那会,躺在雪地里的小楚非,满身鲜血,已无力动弹,他本以为自己会被大雪掩埋,就这样静静地死去。
在失去意识的前一刻,感到有一双小手急促地扒拉着他。他努力睁开眼,便看见了一只梳着双丸子头的、圆脸嘟嘟的漂亮小丫头。
小丫头一脸着急,忙回头招呼身后快步赶来的那个大人。
小楚非此刻终于安心晕了过去,他知道自己获救了。
小白雾霏她自己明明也还是个女娃,却把这个受伤的小哥哥照顾得很好,使他熬过来了那个寒冬。
半年的照顾和陪伴,他们结下了深厚的友谊。
小楚非终于诉说了他的来历,他被拐卖,被人买去培养做杀手。
他被关在大山里三年了,才寻到机会逃出来,却还剩半条命。
不过,幸好,他被她和她师父救了。
小楚非的伤完全好了以后,要分别了。
临别前,他把他身上最珍贵的东西留给了白雾霏,那是一块白玉佩。
那是小楚非父亲病逝前,留给他唯一的物件。
他被抓去大山里后,悄悄把玉佩藏在了所住的院子的地里,不然早被搜走了。
最后,小白雾霏捏着玉佩,送了小楚非三里路,泫然欲泣、依依不舍。
她有玩伴了,玩伴却要离开了。
说来也是遗憾,白雾霏后来和楚大娘相伴的两年里,楚大娘没曾见过那白玉佩,又或许见过也没认出来。
不然也不会在最后的关头,楚大娘也不曾知道白雾霏早已认识自己的儿子。
而楚非也不曾知道娘所说的义女阿白,就是他年少时认识的梳着丸子头、圆脸嘟嘟的那个白雾霏。
白雾霏离开后,本以为此生不再见,却想不到,两年后,会狭路相逢。
所以,她第一反应便是逃。
白雾霏领着任采薇和任孤舟二人往山上躲,任采薇跟在她身后,说道:“他着急要寻白玉佩的人,或许他跟他娘所说的有喜欢的人了,那人就是小时候的你啊!”
“怎么可能,那么久远了,他一直惦记着我?”白雾霏摇着头说道。
说话间,已到小山上了。
任采薇放眼远眺,一下子就看见了那东边的海,近岸处有礁石,再远些便是宽阔平静的海面,竟是一望无际。
“师兄!你看!那是大海!”任采薇退到任孤舟身边,往天边一指。
任孤舟顺着任采薇指尖看去,蓝天之下是蓝色的海,海天一色。
“我前些日子也是看着这里风景好,才打算不流浪了,暂时在这住上一段时间。

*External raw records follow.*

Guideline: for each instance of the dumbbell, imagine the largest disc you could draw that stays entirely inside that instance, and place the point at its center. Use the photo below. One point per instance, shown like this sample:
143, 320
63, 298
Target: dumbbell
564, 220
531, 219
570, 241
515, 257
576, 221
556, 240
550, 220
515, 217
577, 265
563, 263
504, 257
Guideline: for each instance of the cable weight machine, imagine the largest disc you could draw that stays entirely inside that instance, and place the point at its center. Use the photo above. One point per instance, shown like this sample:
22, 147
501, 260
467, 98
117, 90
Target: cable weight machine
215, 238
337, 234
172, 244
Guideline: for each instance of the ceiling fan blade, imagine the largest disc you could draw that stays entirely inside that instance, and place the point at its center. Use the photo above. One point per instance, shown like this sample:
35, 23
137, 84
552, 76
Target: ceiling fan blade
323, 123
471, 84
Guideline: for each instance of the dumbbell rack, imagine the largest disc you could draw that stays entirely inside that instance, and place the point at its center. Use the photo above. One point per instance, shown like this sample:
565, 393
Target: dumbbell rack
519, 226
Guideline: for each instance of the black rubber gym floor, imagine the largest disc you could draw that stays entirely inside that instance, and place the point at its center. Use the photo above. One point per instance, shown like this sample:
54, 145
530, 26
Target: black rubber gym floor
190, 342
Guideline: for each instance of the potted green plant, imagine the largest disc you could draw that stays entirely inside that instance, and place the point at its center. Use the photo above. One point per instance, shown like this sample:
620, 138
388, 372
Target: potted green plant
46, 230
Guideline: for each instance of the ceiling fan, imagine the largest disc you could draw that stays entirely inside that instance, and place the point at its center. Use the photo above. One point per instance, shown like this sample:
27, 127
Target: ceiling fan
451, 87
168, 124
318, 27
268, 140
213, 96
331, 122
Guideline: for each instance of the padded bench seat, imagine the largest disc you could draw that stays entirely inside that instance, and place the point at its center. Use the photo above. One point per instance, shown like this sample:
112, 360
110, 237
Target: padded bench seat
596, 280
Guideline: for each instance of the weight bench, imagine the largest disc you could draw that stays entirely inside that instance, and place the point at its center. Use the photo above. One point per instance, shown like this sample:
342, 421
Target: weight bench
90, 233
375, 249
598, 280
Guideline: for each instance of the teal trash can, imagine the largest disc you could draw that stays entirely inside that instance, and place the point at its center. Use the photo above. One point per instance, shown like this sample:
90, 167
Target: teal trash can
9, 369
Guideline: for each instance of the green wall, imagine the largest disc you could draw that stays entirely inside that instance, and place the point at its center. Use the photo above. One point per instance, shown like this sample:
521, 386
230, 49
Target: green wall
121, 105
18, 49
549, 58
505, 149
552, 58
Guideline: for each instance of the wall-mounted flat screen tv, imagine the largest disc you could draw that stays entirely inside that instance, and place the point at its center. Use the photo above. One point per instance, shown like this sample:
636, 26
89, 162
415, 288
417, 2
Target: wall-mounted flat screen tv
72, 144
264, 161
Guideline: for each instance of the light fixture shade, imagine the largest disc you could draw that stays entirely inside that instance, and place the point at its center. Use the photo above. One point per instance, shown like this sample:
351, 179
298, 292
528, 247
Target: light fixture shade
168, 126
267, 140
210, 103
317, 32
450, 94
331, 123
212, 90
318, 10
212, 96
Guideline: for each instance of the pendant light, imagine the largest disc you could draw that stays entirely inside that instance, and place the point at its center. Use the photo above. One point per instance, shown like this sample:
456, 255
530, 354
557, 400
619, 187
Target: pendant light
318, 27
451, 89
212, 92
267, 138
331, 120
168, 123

”白雾霏笑道。
然后往木屋去,给任采薇和任孤舟沏茶。
这木屋是村民的,村民在山上种草药,避风雨用的。
两人喝了茶,便打算下山踏浪去了,临行前,任采薇说道:“好吧,再见到楚非,我帮你撒个谎。”
白雾霏谢别,眼神里却又不掩难过。
“你分明还想见他!”这是任采薇心里的话,只是没说出口。
任采薇和任孤舟两人才出了木屋,前面便围上了一群灰衣人,个个提着一根大木棒子。
为首的灰衣之人说道:“你就是祁蒙山公子要寻的那位姑娘吧?!乖乖跟我们走,别逼我绑你!”
“祁蒙山公子?可是楚非?”任孤舟听后问道。
祁蒙山公子是江湖后起之秀,因为两年前在祁蒙山大战山匪而闻名,只是江湖上只知道叫他为祁蒙山公子,却不知道他的真实姓名、年纪和容貌。
“你知道就好!”为首灰衣人逼近说道。
“师兄,我们引开他们吧,白姑娘不会武功,莫要伤及她了。”任采薇挨近任孤舟说道。
“好!”任孤舟拉着任采薇便往另一边跑。
白雾霏听到动静出得门来,开口喊:“别去!那边是悬崖!”
只是,任采薇与任孤舟两人已用轻功跃远了,听不见。
白雾霏只好拔腿追去。
到了崖边,任孤舟先停了下来,任采薇刹不住,撞上任孤舟的背,她捂着鼻子才看清前面是悬崖,而下面是大海。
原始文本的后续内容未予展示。